In 2014 at Küstendorf Festival in Serbia I told the Iranian director Asgar Farhadi about “Mi Sangre Enarbolada (A Family Love Story)”; I wanted to hear his opinion about my creative process. after hearing it, the only thing he told me was: “The worst thing you can do with the grieving, is wasting it”.
To talk about something so close and personal was a true challenge; it took me more than three years to make this film. The absence of my loved ones, their memory, my grieving and the grieving of my friends and family, helped me to understand that those who have passed belong to those who remain.
Every time I watch this film I am with them, and even those who will never meet them (the audience), will be able to feel them and get to know them. There is something magical in the knowledge that even after their passing they can continue to exist in other people’s hearts.
October 2016- 18th MIDBO, Bogotá - award winner "Boris Spiwak" for best film in the student category.
My mom had a great passion in her life: Cooking. Her interest was peaked as a child, when she was an assistant to my grandma at her cooking academy. Of all her siblings, my mom was the one who inherited this craft. She was the author and editor of more than 20 books of Mexican gastronomy focused on the history and rescue of the regional culinary traditions. She had her own “Haute cuisine” restaurant, “El Discreto Encanto”, which gave her national awards and international recognition. She taught at the most important culinary academies in Mexico and held exhibitions in the Americas, Asia and Europe. Even though she had a busy life she was a very dedicated mother who filled us with love, experience and knowledge.
My uncle José was my teacher. We homeschooled with him in the evenings when we would come back from school; he taught me how to tell stories. My uncle José was a documentary filmmaker and a professor, and he dedicated his life to documenting culture and the work of artists and other significant figures, as well as marginalized and forgotten human groups. Among other forgotten figures he revived the life of Miguel Covarrubias (1904-1957), a great Mexican artist and anthropologist who was also a promotor of the culture of the indigenous people of Mexico and the world. The documentary that he made about Miguel Covarrubias gave him national and international awards; among the most important was the EMMY award from the United States. In his passion for Covarrubias, my uncle José rescued the footage that the artist had shot in Bali, Indonesia in the 1930s.
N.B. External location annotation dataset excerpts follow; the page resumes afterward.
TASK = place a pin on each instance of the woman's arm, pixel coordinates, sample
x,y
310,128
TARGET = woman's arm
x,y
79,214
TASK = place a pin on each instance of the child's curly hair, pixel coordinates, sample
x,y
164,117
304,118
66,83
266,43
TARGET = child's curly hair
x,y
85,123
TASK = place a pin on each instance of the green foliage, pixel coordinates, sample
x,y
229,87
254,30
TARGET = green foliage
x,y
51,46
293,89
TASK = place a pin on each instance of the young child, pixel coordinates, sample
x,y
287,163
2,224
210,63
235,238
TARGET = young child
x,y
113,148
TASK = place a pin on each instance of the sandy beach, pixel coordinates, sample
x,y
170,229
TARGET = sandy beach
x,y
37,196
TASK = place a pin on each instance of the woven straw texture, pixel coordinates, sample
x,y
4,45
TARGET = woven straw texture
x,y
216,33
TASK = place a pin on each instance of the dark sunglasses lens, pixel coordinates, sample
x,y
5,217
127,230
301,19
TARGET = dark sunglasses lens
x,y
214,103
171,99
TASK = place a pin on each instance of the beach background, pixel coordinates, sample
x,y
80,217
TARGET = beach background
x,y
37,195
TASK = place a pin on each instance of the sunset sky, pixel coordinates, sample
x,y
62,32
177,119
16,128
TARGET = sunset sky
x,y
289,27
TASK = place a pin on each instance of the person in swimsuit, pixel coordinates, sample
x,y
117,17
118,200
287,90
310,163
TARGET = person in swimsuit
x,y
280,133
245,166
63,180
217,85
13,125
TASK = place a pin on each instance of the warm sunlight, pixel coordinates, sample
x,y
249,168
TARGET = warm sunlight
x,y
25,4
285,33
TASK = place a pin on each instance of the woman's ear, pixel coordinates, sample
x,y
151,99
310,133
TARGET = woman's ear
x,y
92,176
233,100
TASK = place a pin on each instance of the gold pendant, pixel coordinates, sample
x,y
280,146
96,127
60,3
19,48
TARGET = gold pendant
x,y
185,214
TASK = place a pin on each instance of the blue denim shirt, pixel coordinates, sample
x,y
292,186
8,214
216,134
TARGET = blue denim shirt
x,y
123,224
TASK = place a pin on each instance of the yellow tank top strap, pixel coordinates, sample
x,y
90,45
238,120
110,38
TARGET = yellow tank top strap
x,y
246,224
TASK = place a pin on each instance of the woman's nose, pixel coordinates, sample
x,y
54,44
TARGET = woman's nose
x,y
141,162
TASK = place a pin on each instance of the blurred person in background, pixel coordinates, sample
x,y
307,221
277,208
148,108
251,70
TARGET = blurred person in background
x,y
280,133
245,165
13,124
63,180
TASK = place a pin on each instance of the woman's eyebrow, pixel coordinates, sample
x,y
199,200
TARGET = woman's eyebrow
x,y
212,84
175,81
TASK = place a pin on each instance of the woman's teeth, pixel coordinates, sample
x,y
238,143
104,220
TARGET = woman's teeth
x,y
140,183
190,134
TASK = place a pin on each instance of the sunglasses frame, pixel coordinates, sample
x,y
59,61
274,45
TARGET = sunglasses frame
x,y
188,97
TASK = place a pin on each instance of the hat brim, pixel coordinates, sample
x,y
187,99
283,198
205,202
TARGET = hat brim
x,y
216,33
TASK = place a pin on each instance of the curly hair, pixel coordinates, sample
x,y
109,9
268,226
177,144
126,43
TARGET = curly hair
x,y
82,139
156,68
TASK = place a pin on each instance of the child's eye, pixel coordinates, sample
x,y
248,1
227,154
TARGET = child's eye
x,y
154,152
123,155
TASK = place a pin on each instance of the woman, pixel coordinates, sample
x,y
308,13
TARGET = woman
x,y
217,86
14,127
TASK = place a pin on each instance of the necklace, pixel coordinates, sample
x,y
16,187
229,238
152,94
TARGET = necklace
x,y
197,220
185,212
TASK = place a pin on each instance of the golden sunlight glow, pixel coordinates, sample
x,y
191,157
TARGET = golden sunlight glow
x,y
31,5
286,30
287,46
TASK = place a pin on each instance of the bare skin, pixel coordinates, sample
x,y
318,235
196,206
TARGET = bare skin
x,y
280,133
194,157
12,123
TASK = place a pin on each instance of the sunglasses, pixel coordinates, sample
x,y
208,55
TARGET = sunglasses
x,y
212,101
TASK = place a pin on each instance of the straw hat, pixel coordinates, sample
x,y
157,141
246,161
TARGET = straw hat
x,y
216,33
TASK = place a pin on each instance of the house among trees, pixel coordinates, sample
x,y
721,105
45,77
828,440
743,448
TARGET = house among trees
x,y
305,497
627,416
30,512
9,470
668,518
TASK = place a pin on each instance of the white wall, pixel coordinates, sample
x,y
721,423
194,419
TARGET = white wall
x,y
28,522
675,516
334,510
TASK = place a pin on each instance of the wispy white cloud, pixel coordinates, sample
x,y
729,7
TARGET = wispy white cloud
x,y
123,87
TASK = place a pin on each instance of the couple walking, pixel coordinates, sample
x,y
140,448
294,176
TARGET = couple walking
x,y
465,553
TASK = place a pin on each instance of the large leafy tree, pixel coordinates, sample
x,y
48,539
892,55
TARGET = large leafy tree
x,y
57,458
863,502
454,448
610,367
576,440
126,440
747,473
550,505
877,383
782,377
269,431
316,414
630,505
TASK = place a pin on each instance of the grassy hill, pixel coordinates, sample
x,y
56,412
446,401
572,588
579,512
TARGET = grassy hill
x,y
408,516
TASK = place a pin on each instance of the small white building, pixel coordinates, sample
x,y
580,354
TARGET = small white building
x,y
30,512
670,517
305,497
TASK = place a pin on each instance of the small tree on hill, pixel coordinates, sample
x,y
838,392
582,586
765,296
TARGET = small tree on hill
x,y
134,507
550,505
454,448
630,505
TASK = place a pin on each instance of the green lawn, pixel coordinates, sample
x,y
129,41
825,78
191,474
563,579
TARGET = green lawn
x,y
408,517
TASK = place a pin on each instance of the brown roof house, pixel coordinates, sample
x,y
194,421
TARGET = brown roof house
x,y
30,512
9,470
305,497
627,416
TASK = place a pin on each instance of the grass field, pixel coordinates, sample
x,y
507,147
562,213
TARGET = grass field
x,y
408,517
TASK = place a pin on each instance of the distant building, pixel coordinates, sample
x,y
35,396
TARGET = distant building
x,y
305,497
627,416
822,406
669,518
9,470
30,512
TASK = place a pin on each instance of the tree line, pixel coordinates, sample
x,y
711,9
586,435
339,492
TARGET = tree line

This eventually resulted in a documentary, “The Island of Bali”, that is the only historical record on film about the old traditions on the island.
The mutual love and admiration between my mother and my uncle was so strong that they still collaborated in creative projects as adults. One of their collaborations was the book “Flavors of the Orient: Influences of Eastern Culture on Mexican Cuisine”, for which my uncle did the research and writing and my mom designed the recipes.
My mother tragically found out that she had cancer at the peak of her career. When my uncle found out about my mother’s illness he fell apart; months later they detected that he had cancer as well. They both died on the 28th of August, 2009, within nine hours of each other.